Rappel à l'ordre et sanction
Rappel à l'ordre. - Selon le contexte, l'employeur peut se contenter de mettre en garde oralement ou par écrit le salarié en lui rappelant ses obligations. Ce rappel à l’ordre n’est pas une sanction disciplinaire (circ. DRT 83-5 du 15 mars 1983).
En principe, ni un entretien de recadrage (cass. soc. 27 mai 2021, n° 19-15507 D), ni un courrier se limitant à demander au salarié de modifier son comportement, ne constitue une sanction (cass. soc. 14 septembre 2010, n° 09-66180 D). Mais l'employeur doit se montrer précautionneux pour que le rappel à l'ordre ne soit pas requalifié en sanction par les juges, ce qui l'empêcherait de prendre une sanction plus forte pour les faits concernés (voir RF Social, Cahier juridique 206, § 4-5).
Rappelons à cet égard qu'un avertissement est une sanction disciplinaire.
Sanction. - Le non-respect de l’horaire de travail constitue un manquement à la discipline générale de l’entreprise passible de sanctions disciplinaires. Mais la sanction est affaire de mesure. Selon nous, il serait disproportionné de sanctionner immédiatement un salarié irréprochable dans le passé pour quelques retards sans conséquence.
Pour toute sanction, depuis l'avertissement jusqu'au licenciement, l'employeur doit :
-être en mesure de prouver que les retards sont établis (ex. : badgeuse) ;
-respecter l'échelle des sanctions prévue par le règlement intérieur (c. trav. art. L. 1321-1) ;
-choisir une sanction proportionnée ;
Licenciement. - Les retards du salarié peuvent éventuellement justifier son licenciement. Si des retards de faible importance, ne sont pas, en principe, une cause réelle et sérieuse de licenciement (cass. soc. 22 novembre 2000, n° 98-45061 D), des retards fréquents causant des perturbations effectives dans le travail peuvent constituer une telle cause (cass. soc. 1er mars 2011, n° 09- 42909 D).

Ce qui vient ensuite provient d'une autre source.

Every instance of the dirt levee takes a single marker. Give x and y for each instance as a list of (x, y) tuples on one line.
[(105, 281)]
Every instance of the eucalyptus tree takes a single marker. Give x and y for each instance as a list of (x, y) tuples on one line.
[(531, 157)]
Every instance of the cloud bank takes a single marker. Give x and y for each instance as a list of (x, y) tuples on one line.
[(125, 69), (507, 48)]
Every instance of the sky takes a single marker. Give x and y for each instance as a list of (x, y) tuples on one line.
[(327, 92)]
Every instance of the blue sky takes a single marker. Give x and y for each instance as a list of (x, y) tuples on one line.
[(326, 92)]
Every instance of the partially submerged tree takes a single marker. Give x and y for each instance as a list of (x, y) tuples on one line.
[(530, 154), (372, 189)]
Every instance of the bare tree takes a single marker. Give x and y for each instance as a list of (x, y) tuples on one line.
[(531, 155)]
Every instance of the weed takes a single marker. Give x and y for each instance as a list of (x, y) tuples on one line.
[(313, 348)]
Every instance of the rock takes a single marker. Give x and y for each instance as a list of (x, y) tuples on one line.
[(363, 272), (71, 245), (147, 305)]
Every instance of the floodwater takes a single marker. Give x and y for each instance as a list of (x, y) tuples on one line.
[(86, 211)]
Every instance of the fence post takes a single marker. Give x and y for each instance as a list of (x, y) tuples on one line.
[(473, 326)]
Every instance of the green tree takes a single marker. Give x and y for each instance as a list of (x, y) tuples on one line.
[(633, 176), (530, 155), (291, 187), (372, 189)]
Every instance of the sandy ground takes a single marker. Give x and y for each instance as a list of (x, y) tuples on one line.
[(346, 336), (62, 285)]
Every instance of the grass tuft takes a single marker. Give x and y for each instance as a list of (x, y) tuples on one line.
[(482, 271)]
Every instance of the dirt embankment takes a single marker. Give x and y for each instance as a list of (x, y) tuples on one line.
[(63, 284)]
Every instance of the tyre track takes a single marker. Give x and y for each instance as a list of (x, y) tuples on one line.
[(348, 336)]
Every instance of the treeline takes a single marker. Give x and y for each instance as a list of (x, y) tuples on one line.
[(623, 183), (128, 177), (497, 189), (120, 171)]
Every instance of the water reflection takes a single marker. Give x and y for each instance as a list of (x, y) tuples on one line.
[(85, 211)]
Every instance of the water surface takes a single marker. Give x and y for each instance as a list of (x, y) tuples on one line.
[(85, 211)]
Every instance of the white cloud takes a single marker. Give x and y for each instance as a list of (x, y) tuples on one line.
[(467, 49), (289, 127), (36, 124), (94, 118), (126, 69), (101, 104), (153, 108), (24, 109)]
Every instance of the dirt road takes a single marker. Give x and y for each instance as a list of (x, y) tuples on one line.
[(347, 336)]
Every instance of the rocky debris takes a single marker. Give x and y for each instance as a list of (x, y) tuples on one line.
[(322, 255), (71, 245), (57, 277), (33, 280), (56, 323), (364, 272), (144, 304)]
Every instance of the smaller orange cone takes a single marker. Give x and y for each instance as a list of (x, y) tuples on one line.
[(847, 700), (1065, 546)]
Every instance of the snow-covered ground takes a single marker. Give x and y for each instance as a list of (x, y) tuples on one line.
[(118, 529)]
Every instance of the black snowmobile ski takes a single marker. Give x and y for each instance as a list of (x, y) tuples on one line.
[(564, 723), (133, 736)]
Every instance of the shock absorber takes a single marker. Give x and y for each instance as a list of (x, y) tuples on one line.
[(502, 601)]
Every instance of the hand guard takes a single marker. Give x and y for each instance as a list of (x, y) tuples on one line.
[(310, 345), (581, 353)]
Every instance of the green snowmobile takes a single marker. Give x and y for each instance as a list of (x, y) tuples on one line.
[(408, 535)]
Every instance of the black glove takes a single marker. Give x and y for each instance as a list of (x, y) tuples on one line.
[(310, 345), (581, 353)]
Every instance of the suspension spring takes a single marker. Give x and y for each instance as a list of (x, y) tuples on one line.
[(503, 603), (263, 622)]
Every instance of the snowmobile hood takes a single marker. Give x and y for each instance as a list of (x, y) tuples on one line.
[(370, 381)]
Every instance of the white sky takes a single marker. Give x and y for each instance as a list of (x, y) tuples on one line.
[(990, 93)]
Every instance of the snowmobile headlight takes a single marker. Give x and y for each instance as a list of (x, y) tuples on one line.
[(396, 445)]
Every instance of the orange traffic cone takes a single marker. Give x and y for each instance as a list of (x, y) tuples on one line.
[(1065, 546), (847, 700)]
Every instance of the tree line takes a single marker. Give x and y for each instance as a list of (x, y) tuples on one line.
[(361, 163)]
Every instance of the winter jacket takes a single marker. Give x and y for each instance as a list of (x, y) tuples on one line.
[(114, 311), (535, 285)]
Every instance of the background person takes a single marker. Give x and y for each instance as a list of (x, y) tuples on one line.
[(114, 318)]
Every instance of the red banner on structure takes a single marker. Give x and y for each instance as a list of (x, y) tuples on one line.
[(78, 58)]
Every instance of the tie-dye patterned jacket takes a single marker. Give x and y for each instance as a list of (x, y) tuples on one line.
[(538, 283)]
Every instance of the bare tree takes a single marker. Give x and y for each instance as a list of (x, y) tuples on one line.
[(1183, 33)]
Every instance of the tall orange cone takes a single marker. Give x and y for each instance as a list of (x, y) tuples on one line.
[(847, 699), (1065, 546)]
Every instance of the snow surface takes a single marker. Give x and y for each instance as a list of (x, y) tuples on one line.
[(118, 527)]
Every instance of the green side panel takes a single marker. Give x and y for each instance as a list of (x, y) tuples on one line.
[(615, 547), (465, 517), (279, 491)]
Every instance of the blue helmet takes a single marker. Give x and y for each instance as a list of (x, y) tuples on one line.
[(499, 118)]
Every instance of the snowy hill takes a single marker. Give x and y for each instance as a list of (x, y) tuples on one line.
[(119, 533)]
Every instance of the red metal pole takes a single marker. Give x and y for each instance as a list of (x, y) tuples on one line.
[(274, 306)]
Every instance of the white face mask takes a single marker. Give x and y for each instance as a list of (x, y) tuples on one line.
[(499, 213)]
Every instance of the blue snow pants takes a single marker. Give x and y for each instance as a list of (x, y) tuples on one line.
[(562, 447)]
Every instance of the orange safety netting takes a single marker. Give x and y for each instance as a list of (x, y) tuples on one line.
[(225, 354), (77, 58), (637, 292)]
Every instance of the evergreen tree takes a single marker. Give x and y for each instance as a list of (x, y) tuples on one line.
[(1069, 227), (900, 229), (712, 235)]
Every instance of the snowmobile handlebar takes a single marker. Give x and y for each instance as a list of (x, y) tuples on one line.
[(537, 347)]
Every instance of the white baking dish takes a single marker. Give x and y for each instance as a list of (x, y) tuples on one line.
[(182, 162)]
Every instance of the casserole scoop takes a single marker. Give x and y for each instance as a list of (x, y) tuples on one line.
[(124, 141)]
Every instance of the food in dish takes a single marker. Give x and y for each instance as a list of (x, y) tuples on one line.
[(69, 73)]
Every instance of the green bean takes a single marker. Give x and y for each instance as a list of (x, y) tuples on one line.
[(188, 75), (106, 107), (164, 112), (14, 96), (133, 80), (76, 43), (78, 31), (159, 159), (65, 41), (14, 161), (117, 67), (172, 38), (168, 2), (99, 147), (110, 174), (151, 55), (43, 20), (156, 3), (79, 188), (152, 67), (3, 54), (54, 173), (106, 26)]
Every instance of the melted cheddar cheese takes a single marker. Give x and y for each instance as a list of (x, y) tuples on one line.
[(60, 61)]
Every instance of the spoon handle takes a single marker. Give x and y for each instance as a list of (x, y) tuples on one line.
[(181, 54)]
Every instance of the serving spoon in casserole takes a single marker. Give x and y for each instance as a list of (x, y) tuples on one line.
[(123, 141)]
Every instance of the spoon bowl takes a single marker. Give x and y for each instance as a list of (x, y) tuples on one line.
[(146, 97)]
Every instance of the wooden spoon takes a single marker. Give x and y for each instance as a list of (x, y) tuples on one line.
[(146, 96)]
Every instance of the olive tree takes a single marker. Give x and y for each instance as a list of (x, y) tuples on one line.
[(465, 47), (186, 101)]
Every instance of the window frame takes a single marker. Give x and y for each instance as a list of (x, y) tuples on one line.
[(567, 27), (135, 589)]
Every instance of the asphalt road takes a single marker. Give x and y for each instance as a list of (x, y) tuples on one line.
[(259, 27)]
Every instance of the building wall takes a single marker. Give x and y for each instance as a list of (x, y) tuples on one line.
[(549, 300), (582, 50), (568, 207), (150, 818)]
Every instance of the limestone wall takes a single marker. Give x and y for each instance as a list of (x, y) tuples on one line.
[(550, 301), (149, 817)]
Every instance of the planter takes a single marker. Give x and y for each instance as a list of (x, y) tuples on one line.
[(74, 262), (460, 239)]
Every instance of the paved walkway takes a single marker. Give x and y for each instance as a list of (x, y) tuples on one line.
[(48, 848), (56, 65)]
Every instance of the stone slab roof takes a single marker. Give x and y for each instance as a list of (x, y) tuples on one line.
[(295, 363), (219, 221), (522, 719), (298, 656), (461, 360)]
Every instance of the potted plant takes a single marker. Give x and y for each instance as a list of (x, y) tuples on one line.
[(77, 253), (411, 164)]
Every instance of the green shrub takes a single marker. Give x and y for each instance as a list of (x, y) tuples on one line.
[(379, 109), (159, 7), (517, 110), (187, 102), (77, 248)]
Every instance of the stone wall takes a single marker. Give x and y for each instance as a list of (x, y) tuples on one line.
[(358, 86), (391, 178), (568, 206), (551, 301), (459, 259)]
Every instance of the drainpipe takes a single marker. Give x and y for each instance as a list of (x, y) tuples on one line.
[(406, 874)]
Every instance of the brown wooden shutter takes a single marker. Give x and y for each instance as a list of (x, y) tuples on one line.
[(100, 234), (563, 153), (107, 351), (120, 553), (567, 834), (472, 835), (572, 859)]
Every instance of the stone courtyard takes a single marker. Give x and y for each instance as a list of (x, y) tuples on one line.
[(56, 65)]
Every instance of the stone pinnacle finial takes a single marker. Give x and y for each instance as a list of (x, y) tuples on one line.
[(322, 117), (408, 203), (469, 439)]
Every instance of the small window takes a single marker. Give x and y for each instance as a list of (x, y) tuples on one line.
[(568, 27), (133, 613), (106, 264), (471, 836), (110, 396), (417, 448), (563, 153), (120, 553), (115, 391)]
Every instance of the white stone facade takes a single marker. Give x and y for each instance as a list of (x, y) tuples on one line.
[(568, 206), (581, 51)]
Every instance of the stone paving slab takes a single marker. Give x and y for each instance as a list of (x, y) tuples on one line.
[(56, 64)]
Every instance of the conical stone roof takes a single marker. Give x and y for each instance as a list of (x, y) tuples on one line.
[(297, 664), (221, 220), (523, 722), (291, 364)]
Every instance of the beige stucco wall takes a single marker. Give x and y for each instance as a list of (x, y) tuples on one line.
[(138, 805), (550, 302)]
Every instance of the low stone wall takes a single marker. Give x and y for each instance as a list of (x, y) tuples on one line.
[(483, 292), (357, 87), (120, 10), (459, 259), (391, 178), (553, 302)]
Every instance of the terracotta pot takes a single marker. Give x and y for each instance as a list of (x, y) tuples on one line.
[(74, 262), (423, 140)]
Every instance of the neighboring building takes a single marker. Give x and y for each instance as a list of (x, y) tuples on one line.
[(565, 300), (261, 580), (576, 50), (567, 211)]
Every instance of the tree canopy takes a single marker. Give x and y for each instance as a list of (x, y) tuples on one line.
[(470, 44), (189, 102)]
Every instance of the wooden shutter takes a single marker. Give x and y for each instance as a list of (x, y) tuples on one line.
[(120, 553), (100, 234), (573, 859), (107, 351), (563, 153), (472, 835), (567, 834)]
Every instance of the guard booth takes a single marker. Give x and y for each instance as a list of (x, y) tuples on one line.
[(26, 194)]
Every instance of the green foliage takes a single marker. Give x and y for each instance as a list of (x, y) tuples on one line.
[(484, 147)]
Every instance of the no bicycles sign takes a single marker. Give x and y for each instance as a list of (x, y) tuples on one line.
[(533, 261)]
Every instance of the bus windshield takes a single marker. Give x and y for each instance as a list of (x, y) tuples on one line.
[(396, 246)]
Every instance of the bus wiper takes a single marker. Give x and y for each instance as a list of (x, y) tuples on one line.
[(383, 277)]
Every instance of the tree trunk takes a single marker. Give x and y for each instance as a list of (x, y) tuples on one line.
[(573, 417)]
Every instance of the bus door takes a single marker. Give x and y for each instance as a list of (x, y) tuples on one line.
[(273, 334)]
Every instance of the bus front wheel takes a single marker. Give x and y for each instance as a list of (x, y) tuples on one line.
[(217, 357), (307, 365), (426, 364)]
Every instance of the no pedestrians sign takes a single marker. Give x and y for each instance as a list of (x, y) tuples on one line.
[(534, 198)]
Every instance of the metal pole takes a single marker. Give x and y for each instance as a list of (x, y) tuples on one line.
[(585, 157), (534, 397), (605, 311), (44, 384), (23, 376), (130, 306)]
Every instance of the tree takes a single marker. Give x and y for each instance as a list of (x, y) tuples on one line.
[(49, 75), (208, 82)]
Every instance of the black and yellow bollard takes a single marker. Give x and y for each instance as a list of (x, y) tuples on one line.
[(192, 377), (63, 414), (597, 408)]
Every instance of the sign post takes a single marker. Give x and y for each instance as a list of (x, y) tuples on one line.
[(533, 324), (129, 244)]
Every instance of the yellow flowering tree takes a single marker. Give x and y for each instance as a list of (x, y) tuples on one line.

La faute grave a même été reconnue pour :
-un chauffeur de car scolaire désorganisant le transport des élèves et adoptant une conduite dangereuse (cass. soc. 17 septembre 2014, n° 13-24874 FD) ;
-des retards importants et répétés sur une courte période, d'un salarié en travail posté, désorganisant l'équipe et ne prenant pas de mesure pour remédier à la situation (cass. soc. 15 janvier 2014, n° 12-24221 FD) ;
-un salarié persistant dans son comportement, après avoir été sanctionné pour cela (cass. soc. 19 décembre 2000, n° 98-44418 D).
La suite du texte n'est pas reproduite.